Después creyó ver, como iluminado por una vela pero lo mismo daba que si estuviera iluminado por un rayo, la figura del Penitente que con el bate de béisbol segaba de un golpe las canillas del arcángel y lo hacía caer de su pedestal. De nuevo el ruido de la madera, viejísima ésta, colisionando con la piedra, como si madera y piedra, en aquellas latitudes, fueran términos estrictamente antagónicos. Y más golpes. Y luego los pasos del conserje que llegaba corriendo y se internaba, también él, en lo oscuro, y la voz de su hermano pápago que en lengua pápago le preguntaba qué tenía, qué le dolía. Y luego más gritos y más curas y voces que avisaban a la policía y un revuelo de camisas blancas y un olor ácido, como si alguien hubiera trapeado las piedras de la vieja iglesia con un galón de amoníaco, olor a meados, según le dijo el judicial Juan de Dios Martínez, demasiada orina para un hombre solo, para un hombre con una vejiga normal.

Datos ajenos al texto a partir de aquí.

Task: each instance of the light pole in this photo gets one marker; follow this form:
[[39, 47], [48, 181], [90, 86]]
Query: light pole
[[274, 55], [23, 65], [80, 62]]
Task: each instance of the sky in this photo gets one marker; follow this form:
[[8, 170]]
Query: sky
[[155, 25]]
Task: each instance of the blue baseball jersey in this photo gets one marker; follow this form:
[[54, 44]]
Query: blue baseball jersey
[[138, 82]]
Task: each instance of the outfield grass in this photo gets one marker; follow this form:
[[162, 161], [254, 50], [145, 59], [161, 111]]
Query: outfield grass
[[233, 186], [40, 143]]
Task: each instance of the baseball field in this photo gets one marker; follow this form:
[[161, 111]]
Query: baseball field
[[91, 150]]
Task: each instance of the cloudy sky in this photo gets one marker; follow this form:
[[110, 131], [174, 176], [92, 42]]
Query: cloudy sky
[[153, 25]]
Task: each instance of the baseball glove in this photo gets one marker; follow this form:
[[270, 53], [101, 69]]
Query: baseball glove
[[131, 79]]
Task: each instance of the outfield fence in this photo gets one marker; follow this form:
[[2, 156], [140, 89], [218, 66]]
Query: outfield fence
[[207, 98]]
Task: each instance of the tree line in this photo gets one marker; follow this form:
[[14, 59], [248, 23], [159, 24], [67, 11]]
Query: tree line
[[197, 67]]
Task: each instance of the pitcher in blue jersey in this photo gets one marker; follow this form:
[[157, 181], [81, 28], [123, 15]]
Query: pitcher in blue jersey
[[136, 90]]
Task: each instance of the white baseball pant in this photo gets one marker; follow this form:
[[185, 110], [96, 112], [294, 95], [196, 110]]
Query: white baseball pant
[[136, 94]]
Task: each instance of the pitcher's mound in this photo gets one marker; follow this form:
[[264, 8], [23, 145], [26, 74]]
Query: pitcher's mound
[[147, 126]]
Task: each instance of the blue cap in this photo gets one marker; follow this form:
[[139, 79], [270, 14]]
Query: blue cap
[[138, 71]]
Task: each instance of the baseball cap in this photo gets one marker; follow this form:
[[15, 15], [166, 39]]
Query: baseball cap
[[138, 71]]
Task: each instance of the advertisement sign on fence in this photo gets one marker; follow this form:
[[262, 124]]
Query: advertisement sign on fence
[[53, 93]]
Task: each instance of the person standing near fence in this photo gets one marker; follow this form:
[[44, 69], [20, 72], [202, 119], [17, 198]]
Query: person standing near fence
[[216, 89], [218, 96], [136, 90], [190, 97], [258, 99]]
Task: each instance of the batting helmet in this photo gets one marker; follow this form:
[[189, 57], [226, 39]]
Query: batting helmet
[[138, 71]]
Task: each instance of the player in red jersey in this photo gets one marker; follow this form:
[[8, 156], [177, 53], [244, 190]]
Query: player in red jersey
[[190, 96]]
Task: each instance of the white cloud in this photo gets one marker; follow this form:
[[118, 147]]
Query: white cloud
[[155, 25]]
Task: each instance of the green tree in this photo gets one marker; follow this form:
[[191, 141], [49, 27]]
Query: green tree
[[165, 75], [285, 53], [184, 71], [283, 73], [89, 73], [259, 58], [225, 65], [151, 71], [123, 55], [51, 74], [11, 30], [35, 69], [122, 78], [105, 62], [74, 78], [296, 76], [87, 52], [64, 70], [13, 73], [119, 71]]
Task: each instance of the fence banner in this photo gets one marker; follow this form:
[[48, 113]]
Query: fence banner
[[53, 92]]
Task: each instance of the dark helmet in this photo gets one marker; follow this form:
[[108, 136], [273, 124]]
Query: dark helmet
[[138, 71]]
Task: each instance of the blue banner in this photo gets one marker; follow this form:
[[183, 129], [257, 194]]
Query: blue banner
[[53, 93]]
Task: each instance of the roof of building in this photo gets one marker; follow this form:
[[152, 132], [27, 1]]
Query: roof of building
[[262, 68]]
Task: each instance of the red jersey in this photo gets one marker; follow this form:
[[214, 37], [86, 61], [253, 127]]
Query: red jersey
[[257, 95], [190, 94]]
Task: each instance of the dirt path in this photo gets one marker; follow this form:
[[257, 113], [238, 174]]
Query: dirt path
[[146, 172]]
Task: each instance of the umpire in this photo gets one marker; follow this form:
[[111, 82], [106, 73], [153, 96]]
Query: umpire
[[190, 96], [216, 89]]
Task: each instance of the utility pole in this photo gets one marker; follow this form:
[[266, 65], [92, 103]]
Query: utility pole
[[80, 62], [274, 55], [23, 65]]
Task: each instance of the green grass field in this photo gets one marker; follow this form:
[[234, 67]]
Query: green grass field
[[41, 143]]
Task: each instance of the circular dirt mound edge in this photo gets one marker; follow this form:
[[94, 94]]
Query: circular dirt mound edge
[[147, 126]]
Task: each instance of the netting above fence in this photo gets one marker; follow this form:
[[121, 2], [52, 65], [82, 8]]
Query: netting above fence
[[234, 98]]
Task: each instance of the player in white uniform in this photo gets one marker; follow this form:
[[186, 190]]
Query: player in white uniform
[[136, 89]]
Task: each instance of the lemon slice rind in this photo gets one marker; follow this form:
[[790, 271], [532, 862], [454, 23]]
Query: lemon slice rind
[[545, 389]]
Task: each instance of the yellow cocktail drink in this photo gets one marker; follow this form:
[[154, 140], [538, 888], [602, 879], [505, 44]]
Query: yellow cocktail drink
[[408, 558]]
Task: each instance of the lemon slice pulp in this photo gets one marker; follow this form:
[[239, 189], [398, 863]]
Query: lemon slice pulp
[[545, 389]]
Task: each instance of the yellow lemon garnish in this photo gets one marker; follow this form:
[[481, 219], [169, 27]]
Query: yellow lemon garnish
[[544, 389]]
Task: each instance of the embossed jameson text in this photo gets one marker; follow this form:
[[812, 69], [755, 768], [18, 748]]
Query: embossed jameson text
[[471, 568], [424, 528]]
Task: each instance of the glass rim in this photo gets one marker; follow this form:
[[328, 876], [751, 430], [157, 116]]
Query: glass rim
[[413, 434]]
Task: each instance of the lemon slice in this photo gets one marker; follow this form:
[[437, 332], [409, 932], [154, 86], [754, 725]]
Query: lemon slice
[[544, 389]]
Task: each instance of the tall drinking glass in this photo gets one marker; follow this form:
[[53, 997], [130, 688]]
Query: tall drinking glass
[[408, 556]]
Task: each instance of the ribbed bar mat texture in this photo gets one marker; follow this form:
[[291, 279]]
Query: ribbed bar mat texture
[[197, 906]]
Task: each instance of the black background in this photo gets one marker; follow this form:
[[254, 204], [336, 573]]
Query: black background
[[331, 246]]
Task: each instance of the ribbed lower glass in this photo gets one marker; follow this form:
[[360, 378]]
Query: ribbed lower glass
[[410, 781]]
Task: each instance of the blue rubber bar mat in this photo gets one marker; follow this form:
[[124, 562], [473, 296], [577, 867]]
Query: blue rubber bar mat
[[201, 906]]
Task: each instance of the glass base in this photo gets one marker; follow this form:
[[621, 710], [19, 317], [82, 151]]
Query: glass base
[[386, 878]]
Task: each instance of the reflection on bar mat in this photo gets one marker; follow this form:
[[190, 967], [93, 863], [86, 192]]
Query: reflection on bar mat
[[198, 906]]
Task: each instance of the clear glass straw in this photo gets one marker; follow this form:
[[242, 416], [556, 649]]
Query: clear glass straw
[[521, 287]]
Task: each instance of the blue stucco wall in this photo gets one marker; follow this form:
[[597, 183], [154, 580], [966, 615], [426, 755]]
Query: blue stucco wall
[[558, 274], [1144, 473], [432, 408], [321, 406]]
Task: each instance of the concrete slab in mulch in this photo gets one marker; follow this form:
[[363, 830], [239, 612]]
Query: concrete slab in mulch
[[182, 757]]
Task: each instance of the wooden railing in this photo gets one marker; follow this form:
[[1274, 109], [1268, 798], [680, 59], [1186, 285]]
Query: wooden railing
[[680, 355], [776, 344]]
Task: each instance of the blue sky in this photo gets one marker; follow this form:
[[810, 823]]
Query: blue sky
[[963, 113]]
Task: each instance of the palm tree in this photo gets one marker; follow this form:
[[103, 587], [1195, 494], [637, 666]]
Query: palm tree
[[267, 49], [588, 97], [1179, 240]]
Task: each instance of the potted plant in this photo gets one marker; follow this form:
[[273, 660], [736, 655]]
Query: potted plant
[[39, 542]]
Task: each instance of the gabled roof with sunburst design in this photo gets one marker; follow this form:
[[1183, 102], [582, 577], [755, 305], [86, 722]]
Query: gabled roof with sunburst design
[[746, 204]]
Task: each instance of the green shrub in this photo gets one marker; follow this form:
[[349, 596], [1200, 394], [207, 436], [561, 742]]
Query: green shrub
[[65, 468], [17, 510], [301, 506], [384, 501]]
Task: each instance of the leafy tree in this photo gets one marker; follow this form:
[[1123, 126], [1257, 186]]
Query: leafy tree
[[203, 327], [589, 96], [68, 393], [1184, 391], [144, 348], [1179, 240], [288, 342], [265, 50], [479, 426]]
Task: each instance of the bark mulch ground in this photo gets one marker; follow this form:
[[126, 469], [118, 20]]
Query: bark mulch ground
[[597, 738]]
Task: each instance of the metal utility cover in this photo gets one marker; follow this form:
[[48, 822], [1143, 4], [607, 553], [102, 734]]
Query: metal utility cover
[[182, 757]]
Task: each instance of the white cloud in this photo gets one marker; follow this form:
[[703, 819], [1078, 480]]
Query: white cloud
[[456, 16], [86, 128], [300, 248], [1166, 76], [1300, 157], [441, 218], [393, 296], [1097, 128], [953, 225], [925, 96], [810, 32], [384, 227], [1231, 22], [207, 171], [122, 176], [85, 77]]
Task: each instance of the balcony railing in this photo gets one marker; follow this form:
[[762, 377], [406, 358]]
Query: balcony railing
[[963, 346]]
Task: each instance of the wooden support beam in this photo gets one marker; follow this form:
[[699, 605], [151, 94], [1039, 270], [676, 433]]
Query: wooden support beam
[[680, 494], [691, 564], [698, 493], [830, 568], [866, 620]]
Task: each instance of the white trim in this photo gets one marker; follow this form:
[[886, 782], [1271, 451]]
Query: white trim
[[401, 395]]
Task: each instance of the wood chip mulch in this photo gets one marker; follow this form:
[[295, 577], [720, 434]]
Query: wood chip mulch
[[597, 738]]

Esta vez el Penitente se desmadró, dijo el judicial José Márquez mientras examinaba de rodillas los cadáveres del padre Carrasco y del conserje. Juan de Dios Martínez examinó la ventana por donde el profanador accedió a la iglesia y luego salió a la calle y estuvo un rato dando vueltas por Soler y luego por Ortiz Rubio y por una plaza que por las noches los vecinos usaban como párking gratuito. Cuando volvió a la iglesia Pedro Negrete y Epifanio estaban allí y nada más entrar el jefe de la policía le hizo un gesto para que se acercara. Durante un rato estuvieron hablando y fumando sentados en los bancos de la última fila. Debajo de la chamarra de cuero Negrete iba vestido con la camisa del pijama. Olía a colonia cara y no tenía cara de cansado. Epifanio llevaba un traje azul claro al que favorecía la luz mortecina de la iglesia. Juan de Dios Martínez le dijo al jefe de policía que el Penitente debía de tener un coche. ¿Y eso cómo lo sabes? No puede desplazarse a pie sin llamar la atención, dijo el judicial. Sus meados apestan. La distancia que hay entre la Kino y la Reforma es muy grande. La distancia entre la Reforma y la Lomas del Toro, también. Supongamos que el Penitente vive en el centro. De la Reforma al centro se puede ir caminando y si es de noche nadie va a darse cuenta de que hueles a meado. Pero del centro a la Lomas del Toro, andando, no sé, por lo menos te puedes tardar una hora. O más, dijo Epifanio.

Y de la Lomas del Toro a la Kino, ¿de cuánto puede ser la caminata? Más de cuarentaicinco minutos, siempre que antes no te pierdas, dijo Epifanio. Y ya no digamos de la Reforma a la Kino, dijo Juan de Dios Martínez. Así que este buey va en coche, dijo el jefe de policía. Es de lo único que podemos estar seguros, dijo Juan de Dios Martínez. Y probablemente lleva ropa limpia en el interior del coche. ¿Y eso?, dijo el jefe de policía. Como medida de precaución. O sea que tú crees que el Penitente no es ningún pendejo, dijo Negrete. Se vuelve tarolas sólo cuando está en el interior de una iglesia, cuando sale es una persona normal y corriente, susurró Juan de Dios Martínez.

Ah, caray, dijo el jefe de policía. ¿Y tú qué piensas, Epifanio?

Puede ser, dijo Epifanio. Si vive solo, puede volver oliendo a mierda, total, del coche a su sede no puede tardar más de un minuto. Si vive con alguna ruca o con los jefes, seguro que se cambia de ropa antes de entrar. Suena lógico, dijo el jefe de policía.

Pero la cuestión es cómo le ponemos fin a todo esto. ¿Se te ocurre algo? Por lo pronto, poner un policía en cada iglesia y esperar a que el Penitente dé el primer paso, dijo Juan de Dios Martínez. Mi hermano es muy católico, dijo el jefe de policía como si pensara en voz alta. Tengo que preguntarle algunas cosas.